No escribo desde la ingenuidad del villancico ni desde la comodidad del brindis. Escribo desde la conciencia. Desde esa grieta interior que se abre cuando el ruido del mundo se calla un poco y nos permite escucharnos de verdad.
Hoy, mientras muchos envuelven regalos, yo envuelvo preguntas. Y no lo hago por amargura, sino por amor. Porque quien ama de verdad no adorna la herida: la nombra.
La Navidad de 2025 nos encuentra cansados. No cansados de trabajar —que eso siempre se ha hecho—, sino cansados de resistir. Resistir la violencia normalizada. Resistir la desigualdad que se disfraza de progreso. Resistir la precariedad emocional de una época donde todo se compra, pero casi nada se sostiene. Resistir un país y un planeta que nos piden resiliencia mientras nos niegan justicia.
Y sin embargo, aquí estamos. Aún respirando. Aún abrazando. Aún intentando creer.

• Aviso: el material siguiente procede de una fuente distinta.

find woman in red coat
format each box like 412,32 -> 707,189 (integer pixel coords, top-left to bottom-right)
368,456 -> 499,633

Yo miro mis manos esta noche. No están jóvenes. Tampoco están derrotadas. Están marcadas. Han tocado otras manos. Han sostenido ausencias. Han firmado despedidas. Y también han escrito esperanza. En cada línea de mis dedos está la historia de lo que he sobrevivido. Y eso, en esta Navidad, es un acto político.
Porque vivir —vivir de verdad— se ha vuelto un gesto de rebeldía.
La Navidad no es un evento: es una tregua. Una tregua íntima frente a un mundo que nos quiere productivos, útiles, rápidos, obedientes. Hoy la Navidad nos susurra algo radical: detente. Mira. Recuerda. ¿Quién eras antes de que el miedo te enseñara a callar?
Yo recuerdo.
Recuerdo navidades donde el árbol era pequeño pero la mesa era grande. Donde no había pantallas, pero sí historias. Donde el futuro no daba tanto miedo porque todavía no lo conocíamos. Recuerdo la risa que no estaba condicionada al consumo. Recuerdo cuando regalar no era demostrar estatus, sino compartir calor.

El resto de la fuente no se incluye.